The likelihood of global land and sea temperatures warming to those levels in the years to 2025 was “increasing with time”, it said. The forecast combined reports from Spain, Germany, Canada, China, USA, Japan, Australia, Sweden, Norway and Denmark.
The prediction that would see the threshold, at which scientists warn there will be catastrophic consequences, touched follows a move last week by the G7 group of countries to narrow their target to limit global warming to 1.5C, from a previous 2C goal.
That goal relates to the consistent increase in temperatures over the long term, rather than heating in an individual year.
The 2015 Paris accord binds signatories to limit warming to “well below” 2C as a red line, with the preferable limit of 1.5C, in an effort to minimise the risk of increasingly extreme weather and natural disasters.
“Having individual years more than 1.5C above the historical average wouldn’t mean the Paris target is breached, but this is an unmistakable warning sign that the door will close if governments make the wrong choices,” said Richard Black, senior associate at the Energy and Climate Intelligence Unit.

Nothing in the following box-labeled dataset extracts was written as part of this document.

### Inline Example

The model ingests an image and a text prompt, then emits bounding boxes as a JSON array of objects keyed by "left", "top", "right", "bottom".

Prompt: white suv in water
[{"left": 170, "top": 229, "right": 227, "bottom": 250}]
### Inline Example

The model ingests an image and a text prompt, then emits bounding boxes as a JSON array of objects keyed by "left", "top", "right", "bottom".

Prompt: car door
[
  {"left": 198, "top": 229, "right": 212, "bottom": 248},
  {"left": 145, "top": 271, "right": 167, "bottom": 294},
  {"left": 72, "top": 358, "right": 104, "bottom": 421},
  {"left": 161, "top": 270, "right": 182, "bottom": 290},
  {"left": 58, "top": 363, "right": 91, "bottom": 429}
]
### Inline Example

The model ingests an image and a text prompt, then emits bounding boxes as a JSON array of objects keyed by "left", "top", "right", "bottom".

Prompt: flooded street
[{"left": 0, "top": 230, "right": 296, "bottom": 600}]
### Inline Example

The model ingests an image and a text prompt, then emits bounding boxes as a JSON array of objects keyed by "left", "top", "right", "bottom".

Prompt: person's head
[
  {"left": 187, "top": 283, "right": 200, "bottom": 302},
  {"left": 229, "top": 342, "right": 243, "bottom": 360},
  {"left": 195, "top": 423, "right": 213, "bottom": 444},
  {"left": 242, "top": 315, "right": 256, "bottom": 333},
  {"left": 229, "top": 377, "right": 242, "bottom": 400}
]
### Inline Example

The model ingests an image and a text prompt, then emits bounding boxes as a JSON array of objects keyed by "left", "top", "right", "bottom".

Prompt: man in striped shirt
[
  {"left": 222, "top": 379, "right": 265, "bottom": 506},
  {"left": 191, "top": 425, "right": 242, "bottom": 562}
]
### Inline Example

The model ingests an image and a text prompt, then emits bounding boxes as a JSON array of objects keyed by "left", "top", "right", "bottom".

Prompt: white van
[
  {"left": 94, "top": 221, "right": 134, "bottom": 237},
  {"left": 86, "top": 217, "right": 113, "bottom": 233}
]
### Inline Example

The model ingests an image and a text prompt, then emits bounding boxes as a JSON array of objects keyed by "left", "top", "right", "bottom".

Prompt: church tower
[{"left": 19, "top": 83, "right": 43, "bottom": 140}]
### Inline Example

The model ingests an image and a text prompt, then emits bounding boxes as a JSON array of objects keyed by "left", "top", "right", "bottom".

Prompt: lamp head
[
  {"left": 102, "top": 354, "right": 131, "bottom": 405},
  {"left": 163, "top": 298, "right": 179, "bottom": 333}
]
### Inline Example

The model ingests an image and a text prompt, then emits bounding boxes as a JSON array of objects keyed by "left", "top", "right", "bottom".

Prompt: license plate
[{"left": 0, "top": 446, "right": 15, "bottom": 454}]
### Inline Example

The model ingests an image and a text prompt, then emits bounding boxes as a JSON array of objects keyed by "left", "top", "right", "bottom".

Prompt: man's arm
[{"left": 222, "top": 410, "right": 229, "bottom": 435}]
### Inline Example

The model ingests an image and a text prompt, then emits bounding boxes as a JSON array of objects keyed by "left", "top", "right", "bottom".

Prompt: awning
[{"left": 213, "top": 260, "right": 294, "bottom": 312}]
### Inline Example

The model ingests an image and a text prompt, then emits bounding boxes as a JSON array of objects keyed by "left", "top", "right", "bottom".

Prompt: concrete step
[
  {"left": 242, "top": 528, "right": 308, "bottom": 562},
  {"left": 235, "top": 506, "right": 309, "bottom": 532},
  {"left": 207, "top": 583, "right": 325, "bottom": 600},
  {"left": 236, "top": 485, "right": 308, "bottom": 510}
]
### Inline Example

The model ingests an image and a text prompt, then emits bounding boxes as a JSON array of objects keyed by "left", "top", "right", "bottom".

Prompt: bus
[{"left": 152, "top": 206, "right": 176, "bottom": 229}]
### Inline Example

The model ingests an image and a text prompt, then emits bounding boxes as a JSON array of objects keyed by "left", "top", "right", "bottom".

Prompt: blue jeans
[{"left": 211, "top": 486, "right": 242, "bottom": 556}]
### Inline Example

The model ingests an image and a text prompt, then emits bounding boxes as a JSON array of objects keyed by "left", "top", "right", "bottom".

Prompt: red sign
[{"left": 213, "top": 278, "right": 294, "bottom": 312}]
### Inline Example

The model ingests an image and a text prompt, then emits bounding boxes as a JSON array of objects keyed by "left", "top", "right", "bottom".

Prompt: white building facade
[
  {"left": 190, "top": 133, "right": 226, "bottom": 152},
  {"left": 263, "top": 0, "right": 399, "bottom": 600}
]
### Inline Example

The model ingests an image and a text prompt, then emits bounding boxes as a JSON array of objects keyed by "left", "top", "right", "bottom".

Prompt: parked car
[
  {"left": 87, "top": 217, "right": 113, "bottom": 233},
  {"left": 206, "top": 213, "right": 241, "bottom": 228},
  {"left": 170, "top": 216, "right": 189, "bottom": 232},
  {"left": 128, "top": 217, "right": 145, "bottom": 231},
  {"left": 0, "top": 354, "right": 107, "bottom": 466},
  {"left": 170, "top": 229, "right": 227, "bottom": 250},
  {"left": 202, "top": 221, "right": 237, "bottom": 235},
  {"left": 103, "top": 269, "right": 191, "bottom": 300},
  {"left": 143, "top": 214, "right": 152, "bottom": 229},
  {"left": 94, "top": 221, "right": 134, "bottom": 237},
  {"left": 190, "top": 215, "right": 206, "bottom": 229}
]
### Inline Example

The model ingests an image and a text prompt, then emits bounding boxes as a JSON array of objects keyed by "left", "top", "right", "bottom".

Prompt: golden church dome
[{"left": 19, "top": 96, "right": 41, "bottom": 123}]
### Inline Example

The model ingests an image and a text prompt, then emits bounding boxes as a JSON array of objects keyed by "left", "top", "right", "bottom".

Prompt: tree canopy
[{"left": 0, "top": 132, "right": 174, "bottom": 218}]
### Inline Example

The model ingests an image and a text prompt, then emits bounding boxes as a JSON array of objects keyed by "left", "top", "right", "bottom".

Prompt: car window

The Met Office said the chance of temporarily reaching 1.5C had “roughly doubled compared to last year’s predictions” as a result of better monitoring data for the Arctic, which was warming at a particularly rapid rate, and more accurate marine measurements.
Gail Whiteman, Arctic base camp founder and professor of sustainability at the University of Exeter’s business school, said the Arctic was warming nearly three times faster than the globe as a whole.
This was exacerbating the sea-level rise, and worsening global heating as well as extreme weather events.
The Met Office said there was a 90 per cent chance that at least one year in the next five would become the warmest on record, surpassing that reached in 2016.
Last year, the global average temperature was 1.2C warmer than pre-industrial levels, according to the WMO.
Mean global land and sea near-surface temperatures have risen steadily since the 1960s, with 2016-20 the warmest stretch since records began in 1850, according to the Met Office. As the climate changes, parts of Europe and North America are likely to become drier, while rainfall could increase in the Sahel region of Africa and in Australia.
Adam Scaife, the head of seasonal to decadal prediction at the Met Office, cautioned that assessing the rise in global temperatures in the context of climate change “refers to the long-term global average temperature, not to the averages for individual years or months”.
“Nevertheless, a temporary exceedance of the 1.5C level may already be seen in the next few years,” he added.
The weather service said it was “very unlikely” that the five-year mean annual global temperature for the period 2021 to 2025 would be 1.5C warmer than the average for the 1850-1900 period.